Il rit par le nez, et les yeux de Jean brillent de colère, et je sens le souffle furieux de Kessler derrière moi. Astronaut adresse un grand sourire moqueur à la fille, il irradie la méchanceté, debout là dans son peignoir douteux, dans une pièce exiguë pleine de gens qui veulent le tuer. Je sens le flingue dans ma main, le couteau dans ma ceinture, je sens la Terre elle-même réclamer à grands cris la mort de cet homme, empoisonneur, escroc et voleur, mais pour l’instant j’ai besoin que personne ne meure. J’ai besoin d’une pause, j’ai besoin que le temps s’arrête jusqu’à ce que je puisse extirper de ce cagibi fétide les derniers fragments de vérité.

« Nico vous a dit qu’elle s’opposait à la décision de descendre en sous-sol, monsieur DeCarlo. Elle est partie. Elle ne représentait plus aucune menace pour vous, elle n’allait prendre aucune part de votre espace, de votre eau ni de vos narcotiques.

— Ni de ma sauce spaghettis, ajoute-t-il en gloussant de rire. N’oubliez pas la sauce spaghettis.

— Monsieur DeCarlo, pourquoi l’avez-vous tuée ?

— Merde, putain, mon pote, c’est une question pour un philosophe, ça. Pourquoi est-ce qu’on tue ? Pas vrai, petite sœur ? »

La main de Jean remonte vers sa cicatrice, et il y a une sorte de vérité poisseuse dans le sourire malsain et malveillant d’Astronaut, dans la terreur qu’exprime le petit visage de Jean, et j’essaie de tricoter tout cela lorsque Kessler, derrière moi, dit « ça suffit » et me bouscule pour entrer. Soudain, le regard d’Astronaut s’affûte : il l’a reconnu.

« Mais… fait-il. Jordan ?

— Agent Kessler, Ducon.

— Agent ? Hum. »

Il se baisse sur un genou et tire droit dans la poitrine de Kessler, dont le corps entier est projeté contre le mur, et je crie « merde », puis « oh non » parce que Jean vient de faire feu, elle a pressé la détente d’un geste brusque et raté Astronaut d’un kilomètre – mais une étincelle arrachée du mur est captée par l’atmosphère inflammable, qui explose.

* * *

Pendant une longue minute, le monde n’est plus que du feu. Le bruit des alambics éclatant tour à tour, l’odeur de brûlé, l’air est en flammes et Kessler aussi et moi aussi, un feu bleu et jaune nous englobe, et je donne de grandes claques à nos corps pour éteindre les flammes tandis qu’à l’autre bout de la petite pièce le corps entier d’Astronaut, imbibé de produits chimiques, s’embrase, et avant qu’il ait pu réagir ou faire un geste il se transforme en torche humaine, pivote sur lui-même et s’écroule. Je sors Kessler de là en deux ou trois grands efforts pour le traîner, couvre son corps avec le mien jusqu’à ce que nous soyons tous les deux éteints.
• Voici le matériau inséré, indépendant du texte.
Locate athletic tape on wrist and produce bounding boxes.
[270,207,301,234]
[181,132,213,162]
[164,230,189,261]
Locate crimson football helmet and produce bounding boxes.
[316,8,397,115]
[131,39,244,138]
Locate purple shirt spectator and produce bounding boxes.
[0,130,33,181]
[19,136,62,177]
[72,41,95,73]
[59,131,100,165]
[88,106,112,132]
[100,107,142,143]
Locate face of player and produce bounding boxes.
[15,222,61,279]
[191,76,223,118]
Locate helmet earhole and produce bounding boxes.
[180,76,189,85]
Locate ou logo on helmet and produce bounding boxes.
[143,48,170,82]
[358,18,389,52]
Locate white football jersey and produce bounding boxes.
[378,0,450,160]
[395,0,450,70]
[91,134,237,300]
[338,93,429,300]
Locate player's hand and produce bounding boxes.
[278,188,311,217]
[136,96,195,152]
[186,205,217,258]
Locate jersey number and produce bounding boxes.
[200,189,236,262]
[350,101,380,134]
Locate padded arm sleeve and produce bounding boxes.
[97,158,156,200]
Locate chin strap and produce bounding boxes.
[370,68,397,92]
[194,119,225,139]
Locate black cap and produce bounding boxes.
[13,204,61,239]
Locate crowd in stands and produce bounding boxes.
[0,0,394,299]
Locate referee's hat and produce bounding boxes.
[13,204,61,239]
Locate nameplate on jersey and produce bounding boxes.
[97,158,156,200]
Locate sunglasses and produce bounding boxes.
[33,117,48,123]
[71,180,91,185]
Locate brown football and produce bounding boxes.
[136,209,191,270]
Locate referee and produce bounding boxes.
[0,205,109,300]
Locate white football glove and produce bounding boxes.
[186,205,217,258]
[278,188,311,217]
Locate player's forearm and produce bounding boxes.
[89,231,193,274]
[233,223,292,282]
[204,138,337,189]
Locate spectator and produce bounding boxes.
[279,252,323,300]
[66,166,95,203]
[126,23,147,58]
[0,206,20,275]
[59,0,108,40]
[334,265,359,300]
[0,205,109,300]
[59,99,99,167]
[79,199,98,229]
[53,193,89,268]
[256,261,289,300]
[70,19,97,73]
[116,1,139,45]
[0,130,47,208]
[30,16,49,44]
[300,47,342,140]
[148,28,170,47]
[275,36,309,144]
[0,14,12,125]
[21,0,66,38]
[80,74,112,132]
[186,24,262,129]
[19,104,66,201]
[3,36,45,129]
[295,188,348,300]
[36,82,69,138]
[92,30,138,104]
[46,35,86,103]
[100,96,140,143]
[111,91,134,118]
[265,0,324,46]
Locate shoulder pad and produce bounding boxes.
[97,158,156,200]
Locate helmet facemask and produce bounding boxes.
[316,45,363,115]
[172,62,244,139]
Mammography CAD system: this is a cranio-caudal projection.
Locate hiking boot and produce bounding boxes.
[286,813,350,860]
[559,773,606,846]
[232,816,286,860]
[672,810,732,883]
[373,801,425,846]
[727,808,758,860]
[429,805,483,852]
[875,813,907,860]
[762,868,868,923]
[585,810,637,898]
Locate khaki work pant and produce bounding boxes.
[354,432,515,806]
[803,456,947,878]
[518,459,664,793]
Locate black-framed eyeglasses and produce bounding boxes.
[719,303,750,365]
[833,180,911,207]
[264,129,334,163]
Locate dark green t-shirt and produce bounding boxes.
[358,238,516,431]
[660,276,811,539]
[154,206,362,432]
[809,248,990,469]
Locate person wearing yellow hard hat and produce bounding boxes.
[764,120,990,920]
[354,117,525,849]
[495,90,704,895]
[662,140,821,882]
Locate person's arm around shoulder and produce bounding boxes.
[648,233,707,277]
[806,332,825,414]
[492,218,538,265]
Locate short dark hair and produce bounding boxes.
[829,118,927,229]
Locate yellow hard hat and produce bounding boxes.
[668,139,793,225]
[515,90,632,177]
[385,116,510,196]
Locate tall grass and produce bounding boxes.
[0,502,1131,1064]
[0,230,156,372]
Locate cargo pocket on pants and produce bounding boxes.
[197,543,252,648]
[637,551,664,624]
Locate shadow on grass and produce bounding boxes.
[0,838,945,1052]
Finalement, ce sont surtout nos vêtements qui ont pris, ceux de Kessler sont salement brûlés, comme les miens. Le vrai problème, c’est le trou dans sa poitrine, un orifice d’entrée gros comme une balle de golf, dont le sang jaillit comme un geyser, et donc, alors que la chaleur se déverse encore de la petite pièce, dans la puanteur de brûlé et de mort, je suis penché sur Kessler, pantelant dans le couloir, et je couvre sa poitrine de mes deux mains à plat, et le sang venu de son cœur gicle autour de mes doigts.

« Fais pas ça, me dit-il en relevant ses yeux noyés. S’te plaît, non. » Des bulles de sang lui sortent de la bouche en même temps que ses mots et, à la lueur du feu, le sang a l’air noir.

« Essaie de ne pas parler. J’applique une pression sur la plaie. » Je me penche en avant, posant une main à plat sur l’autre, les deux appuyées contre sa poitrine béante.

« Ne mets pas de pression sur la plaie. » Il se redresse avec une force étonnante, chasse mes mains. « Fais pas ça.